You can use any of the following tools:
- Bolt[dot]dev
- Lovable
- Cursor AI
- Windsurf AI
Oftentimes, you don’t even write prompts. You use ChatGPT or Claude, meaning you have no real control or understanding of your code—or even the product you're trying to build. You just focus on one thing: the VIBE, and let the chaos unfold… until you run out of money.
My Opinion: It's one of the worst approaches to building software.
So how do I approach vibe coding?
- Always make sure I understand exactly what should be done and how it should be done.
- Boilerplates and workflows are my own.
- Keep prompts specific and to the point, and provide them with maximum context needed to implement a specific feature.
- One thing at a time.
- Set proper rules and instructions for an LLM to follow while writing code.
- Review everything before accepting anything.
- When I feel that AI is getting stuck or going off-track, I take charge.
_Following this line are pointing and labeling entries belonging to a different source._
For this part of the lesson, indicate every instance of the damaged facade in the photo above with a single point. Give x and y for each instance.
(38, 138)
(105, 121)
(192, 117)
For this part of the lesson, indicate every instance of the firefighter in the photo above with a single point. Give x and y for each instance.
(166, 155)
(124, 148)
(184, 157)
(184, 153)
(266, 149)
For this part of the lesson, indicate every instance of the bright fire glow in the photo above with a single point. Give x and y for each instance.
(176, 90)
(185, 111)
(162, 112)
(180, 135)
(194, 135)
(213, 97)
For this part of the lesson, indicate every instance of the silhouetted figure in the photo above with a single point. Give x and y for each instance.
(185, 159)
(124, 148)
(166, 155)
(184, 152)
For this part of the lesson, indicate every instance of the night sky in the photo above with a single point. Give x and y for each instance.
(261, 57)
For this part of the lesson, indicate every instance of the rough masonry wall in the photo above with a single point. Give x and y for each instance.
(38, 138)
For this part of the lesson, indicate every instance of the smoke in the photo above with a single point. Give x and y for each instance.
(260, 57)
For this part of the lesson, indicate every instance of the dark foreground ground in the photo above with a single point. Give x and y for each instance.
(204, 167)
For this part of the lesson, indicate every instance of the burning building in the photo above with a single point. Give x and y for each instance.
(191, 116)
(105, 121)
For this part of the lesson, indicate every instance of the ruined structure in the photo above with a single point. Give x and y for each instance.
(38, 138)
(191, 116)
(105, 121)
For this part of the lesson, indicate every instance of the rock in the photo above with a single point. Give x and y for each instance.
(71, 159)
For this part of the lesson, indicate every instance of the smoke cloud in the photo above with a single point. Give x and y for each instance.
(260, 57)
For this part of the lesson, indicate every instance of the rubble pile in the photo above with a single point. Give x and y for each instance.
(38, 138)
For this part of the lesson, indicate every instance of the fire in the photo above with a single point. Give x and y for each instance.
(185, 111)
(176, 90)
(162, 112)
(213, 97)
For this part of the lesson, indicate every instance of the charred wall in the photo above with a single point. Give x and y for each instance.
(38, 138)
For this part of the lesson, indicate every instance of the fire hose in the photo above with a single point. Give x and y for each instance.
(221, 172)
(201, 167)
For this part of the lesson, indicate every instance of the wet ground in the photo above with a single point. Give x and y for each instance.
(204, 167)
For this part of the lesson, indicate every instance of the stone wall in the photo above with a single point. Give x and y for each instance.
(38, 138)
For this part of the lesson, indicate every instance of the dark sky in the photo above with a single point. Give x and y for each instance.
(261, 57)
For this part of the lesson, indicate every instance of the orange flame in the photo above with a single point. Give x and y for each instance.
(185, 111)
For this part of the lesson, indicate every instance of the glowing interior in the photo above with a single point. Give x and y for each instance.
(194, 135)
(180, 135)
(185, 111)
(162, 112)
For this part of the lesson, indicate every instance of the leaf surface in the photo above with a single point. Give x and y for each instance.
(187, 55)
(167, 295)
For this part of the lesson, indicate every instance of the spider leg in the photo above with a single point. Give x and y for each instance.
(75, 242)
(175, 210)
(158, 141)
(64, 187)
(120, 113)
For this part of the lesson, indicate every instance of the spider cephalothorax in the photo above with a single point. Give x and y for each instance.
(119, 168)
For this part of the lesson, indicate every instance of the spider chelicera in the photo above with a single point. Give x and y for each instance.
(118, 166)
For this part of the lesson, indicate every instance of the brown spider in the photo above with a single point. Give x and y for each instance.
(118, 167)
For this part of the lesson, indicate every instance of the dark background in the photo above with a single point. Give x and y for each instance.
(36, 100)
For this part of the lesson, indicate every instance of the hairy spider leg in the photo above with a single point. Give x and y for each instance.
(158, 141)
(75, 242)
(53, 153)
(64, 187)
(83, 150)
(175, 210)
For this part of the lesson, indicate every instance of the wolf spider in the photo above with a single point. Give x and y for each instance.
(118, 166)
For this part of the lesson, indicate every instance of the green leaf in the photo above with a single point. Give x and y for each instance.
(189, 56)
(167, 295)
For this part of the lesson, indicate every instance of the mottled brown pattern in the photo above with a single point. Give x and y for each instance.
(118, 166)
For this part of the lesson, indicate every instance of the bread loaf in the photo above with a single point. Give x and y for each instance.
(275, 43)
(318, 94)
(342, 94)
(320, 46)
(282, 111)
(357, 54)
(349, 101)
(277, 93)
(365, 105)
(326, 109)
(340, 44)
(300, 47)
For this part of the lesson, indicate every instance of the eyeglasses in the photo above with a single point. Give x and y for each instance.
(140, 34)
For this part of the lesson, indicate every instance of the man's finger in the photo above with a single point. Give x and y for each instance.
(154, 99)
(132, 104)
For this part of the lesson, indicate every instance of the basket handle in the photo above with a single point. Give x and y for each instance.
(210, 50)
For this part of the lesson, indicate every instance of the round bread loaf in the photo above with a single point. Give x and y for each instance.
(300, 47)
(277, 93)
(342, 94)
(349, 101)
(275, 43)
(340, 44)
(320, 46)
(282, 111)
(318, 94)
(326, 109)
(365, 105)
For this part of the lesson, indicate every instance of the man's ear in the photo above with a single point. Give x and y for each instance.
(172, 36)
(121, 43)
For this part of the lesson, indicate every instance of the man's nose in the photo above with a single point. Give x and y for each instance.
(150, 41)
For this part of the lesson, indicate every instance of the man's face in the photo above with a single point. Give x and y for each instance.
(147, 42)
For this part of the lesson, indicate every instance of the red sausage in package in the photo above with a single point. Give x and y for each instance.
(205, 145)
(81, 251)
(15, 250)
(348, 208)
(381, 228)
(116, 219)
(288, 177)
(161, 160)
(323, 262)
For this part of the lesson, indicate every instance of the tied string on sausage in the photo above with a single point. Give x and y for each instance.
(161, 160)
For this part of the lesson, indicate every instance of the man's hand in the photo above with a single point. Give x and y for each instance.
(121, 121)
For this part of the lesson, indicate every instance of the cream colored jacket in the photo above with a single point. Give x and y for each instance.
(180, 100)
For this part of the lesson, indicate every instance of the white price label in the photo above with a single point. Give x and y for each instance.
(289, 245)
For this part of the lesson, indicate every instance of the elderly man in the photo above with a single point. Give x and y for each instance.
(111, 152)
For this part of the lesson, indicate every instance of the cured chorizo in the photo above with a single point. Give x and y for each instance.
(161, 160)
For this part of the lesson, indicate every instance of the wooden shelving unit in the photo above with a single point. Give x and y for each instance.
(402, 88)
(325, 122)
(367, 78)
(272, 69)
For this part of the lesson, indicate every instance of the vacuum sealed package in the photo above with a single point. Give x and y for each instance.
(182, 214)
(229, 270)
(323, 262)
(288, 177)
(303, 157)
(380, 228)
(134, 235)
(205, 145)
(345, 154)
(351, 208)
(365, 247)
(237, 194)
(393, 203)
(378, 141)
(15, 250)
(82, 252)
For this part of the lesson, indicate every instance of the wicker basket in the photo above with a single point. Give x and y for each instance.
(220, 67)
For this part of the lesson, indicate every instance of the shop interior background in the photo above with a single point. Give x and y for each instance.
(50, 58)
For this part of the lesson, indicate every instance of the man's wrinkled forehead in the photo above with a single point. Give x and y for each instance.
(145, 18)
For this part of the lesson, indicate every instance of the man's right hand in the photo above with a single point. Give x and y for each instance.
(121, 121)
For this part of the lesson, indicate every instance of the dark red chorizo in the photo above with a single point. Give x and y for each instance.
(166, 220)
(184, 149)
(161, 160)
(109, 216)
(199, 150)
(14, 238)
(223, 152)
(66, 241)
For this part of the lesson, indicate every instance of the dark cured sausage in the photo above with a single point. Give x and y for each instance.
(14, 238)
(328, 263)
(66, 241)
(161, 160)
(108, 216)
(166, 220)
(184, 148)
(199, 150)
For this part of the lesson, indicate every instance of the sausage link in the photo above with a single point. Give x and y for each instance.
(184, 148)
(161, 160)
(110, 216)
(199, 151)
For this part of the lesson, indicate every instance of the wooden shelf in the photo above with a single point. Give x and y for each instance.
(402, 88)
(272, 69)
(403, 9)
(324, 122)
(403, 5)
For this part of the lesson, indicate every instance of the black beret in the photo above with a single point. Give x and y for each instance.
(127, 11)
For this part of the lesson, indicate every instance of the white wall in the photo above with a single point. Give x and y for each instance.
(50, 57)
IDEs, Extensions, and CLI tools I use:
- Cursor AI (Primary IDE)
- Cline/Roo Code (Agentic coding extension)
- Claude Code (Agentic, CLI-based tool)
- ChatGPT 4o with search enabled (for research)
AI models I use:
- Claude Sonnet 3.5 and 3.7 (Primary)
- Claude Sonnet 3.7 with Extended Thinking (for diagrams, architecture, and system design)
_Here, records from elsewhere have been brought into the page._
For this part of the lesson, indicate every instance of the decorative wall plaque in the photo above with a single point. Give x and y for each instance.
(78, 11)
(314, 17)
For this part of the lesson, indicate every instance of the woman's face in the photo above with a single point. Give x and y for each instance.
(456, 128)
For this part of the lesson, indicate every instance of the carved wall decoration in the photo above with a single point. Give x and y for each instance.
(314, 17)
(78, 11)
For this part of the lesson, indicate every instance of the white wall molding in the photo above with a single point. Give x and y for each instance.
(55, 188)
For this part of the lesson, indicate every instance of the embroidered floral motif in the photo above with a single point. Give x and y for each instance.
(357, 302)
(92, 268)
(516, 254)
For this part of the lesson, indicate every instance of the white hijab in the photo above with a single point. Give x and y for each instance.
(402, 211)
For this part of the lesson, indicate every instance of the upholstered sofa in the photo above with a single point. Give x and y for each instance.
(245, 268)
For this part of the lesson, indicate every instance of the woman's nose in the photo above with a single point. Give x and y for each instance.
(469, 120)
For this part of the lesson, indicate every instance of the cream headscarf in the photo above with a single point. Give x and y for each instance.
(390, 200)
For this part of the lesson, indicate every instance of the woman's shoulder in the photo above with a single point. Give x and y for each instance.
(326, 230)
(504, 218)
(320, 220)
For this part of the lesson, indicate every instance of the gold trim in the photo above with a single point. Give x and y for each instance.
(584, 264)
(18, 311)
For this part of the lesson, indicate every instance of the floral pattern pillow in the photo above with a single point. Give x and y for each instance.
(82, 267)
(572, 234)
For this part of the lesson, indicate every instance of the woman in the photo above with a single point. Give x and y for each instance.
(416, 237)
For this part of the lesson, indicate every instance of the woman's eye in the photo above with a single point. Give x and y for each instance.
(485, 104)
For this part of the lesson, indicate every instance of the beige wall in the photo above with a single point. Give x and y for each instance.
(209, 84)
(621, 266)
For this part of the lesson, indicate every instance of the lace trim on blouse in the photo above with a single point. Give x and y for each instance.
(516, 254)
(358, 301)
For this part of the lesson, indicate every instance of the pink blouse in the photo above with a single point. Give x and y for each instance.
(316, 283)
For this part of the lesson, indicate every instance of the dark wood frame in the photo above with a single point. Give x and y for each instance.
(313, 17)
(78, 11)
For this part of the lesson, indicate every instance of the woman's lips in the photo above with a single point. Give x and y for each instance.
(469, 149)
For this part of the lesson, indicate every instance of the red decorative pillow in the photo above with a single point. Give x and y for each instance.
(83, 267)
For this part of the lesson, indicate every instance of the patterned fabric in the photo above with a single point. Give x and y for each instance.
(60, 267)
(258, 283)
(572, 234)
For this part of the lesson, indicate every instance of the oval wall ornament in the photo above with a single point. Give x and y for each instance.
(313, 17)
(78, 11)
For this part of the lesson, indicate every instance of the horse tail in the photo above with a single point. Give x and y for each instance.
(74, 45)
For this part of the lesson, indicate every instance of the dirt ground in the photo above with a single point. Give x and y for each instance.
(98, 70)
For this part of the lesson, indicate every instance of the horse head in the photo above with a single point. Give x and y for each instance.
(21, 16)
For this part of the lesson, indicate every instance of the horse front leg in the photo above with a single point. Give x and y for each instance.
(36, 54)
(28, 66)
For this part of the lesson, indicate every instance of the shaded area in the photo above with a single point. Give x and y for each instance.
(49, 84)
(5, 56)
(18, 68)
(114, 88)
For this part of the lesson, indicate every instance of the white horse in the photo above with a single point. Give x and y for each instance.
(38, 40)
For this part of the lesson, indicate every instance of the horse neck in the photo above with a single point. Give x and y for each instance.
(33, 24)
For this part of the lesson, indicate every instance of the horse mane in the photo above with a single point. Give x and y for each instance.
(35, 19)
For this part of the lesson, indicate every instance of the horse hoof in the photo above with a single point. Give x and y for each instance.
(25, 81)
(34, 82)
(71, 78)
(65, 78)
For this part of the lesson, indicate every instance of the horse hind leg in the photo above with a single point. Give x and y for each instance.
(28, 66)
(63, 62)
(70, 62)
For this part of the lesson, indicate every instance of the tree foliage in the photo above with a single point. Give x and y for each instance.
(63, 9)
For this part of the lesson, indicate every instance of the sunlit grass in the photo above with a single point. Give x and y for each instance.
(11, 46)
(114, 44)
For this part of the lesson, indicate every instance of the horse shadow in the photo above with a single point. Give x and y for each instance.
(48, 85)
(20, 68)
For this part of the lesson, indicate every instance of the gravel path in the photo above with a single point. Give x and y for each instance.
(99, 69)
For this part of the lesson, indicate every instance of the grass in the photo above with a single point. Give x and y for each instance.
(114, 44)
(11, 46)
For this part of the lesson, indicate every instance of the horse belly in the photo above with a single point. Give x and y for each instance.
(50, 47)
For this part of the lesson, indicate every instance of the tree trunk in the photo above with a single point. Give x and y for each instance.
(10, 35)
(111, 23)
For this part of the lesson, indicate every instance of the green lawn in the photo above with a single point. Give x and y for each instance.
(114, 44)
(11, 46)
- Gemini 2.0 Pro (for long-context tasks)
- OpenAI o3 Mini and GPT-4o (for brainstorming)
- DeepSeek V3 and R1 (when using Cline/Roo Code)
Benefits of this "True Vibe Coding" workflow:
- Saves me tons of time—work that might take days can be done in hours.
- Lets me focus on the bigger picture and deeper aspects like infrastructure and system architecture.
- I learn through it—sometimes the AI suggests solutions I’ve never seen, so I discuss the "why" with it and dig deeper.
- No more wading through messy documentation—AI handles it well.
- Over time, it adapts to my style—my design patterns, my coding approach—and even helps refine them.
Cons? Yeah, a few:
- It can feel expensive, but the value-to-cost ratio is more than justifiable.
- Sometimes it hallucinates—caused by bad prompts, model downgrades, glitches, or poorly sized contexts.
Now let’s address a common misconception:
That vibe coding is dangerous for beginners because it might take away the habit of writing code—which is crucial for software engineering.
Why do I say that’s a misconception?
Let me give my example.
When I started coding, the hardest fear to overcome was writing code—the syntax part. Why? Because I wasn’t confident.
Though I eventually overcame that fear, I still didn’t write much code myself. I would copy-paste solutions from Stack Overflow, GitHub, and tech blogs—not blindly, but with the goal of understanding them: the hows and whys.
Fast forward to today: things haven’t changed—they’ve evolved.
Now, instead of searching Stack Overflow or GitHub, I ask AI. It gives me everything—from the solution itself to a comprehensive breakdown of why it works, how to optimize it, and what alternatives exist.
Writing code by hand is not the ultimate goal of software engineering.
It’s just a tool for solving problems.
As long as we understand exactly what we’re doing, I don’t find it problematic to let AI write the code for us.